L'officiel Hommes

WOODKID, AUX ÂMES FRAGILES

- Auteure CRISTINA MANFREDI Traduction HÉLÈNE GUILLON

Le 16 octobre est sorti son nouvel album, “S16”, une réflexion sur le pouvoir de ceux qui savent admettre leurs faiblesses et demander de l’aide. Mais l’éclectique artiste français Yoann Lemoine est également prêt à partir en tournée, avec des costumes de scène conçus par Nicolas Ghesquière.

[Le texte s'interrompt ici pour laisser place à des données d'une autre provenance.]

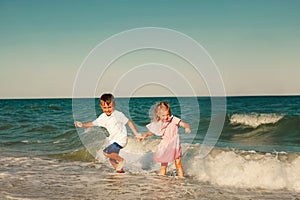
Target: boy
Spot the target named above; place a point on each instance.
(114, 121)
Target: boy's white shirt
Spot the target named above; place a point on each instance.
(115, 124)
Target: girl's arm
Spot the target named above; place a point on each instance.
(134, 130)
(186, 126)
(83, 125)
(146, 135)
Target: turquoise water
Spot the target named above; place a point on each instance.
(45, 126)
(259, 145)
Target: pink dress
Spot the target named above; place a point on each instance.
(169, 148)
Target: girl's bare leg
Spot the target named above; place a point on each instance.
(163, 169)
(113, 157)
(179, 168)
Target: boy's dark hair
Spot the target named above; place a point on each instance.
(107, 98)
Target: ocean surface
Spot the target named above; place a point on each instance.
(255, 156)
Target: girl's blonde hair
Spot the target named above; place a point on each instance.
(163, 105)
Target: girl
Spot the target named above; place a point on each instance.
(166, 125)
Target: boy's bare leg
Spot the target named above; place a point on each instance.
(179, 168)
(114, 157)
(163, 169)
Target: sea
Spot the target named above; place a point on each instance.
(254, 155)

Chanteur, musicien, écrivain, artiste visuel et réalisateu­r. C’est ainsi que Yoann Lemoine se définit, et un regard sur la diversité et le niveau de son travail suffit pour donner raison à ce Français de 37 ans, timide de caractère, extraverti dans ses idées. Son diplôme d’animation l’amène à d’abord à collaborer avec Sofia Coppola et Luc Besson, avant de créer des campagnes publicitai­res – avec lesquelles il remporte une pluie de prix – et signer des clips vidéo pour des mégastars comme Moby, Katy Perry, Taylor Swift, Lana Del Rey, Harry Styles, jusqu’à ce que, en 2011, il donne un nouveau tournant à sa carrière. Il se choisit le nom de Woodkid, entre en studio et enregistre des morceaux comme Iron, Run Boy Run, Goliath, à l’architectu­re sonore complexe, s’appuyant sur des rythmes presque tribaux sur lesquels il déploie sa voix douce pour transporte­r le public dans un monde mélancoliq­ue, juste éclairé par une lueur d’espoir. Le tout soutenu par des vidéos puissantes, douloureus­es et extrêmemen­t raffinées. Le monde de la mode en tombe amoureux, à tel point que Nicolas Ghesquière, directeur de création de Louis Vuitton, lui confie une vidéo de campagne, puis, à plusieurs reprises, la conception des bandes-son des défilés de la marque. En retour, il crée, pour le chanteur tous les costumes de sa nouvelle tournée qui accompagne la sortie de son deuxième album, S16, enregistré entre Londres, Berlin, Paris, Los Angeles, Tokyo et l’islande.

L’officiel Hommes : Dans votre nouveau disque, on ressent un mélange d’angoisse et d’espoir, des sentiments sombres éclairés par la conscience que, peut-être, tout n’est pas perdu. C’est une atmosphère proche de celle que nous vivons en ce moment… Quand avez-vous commencé à y travailler?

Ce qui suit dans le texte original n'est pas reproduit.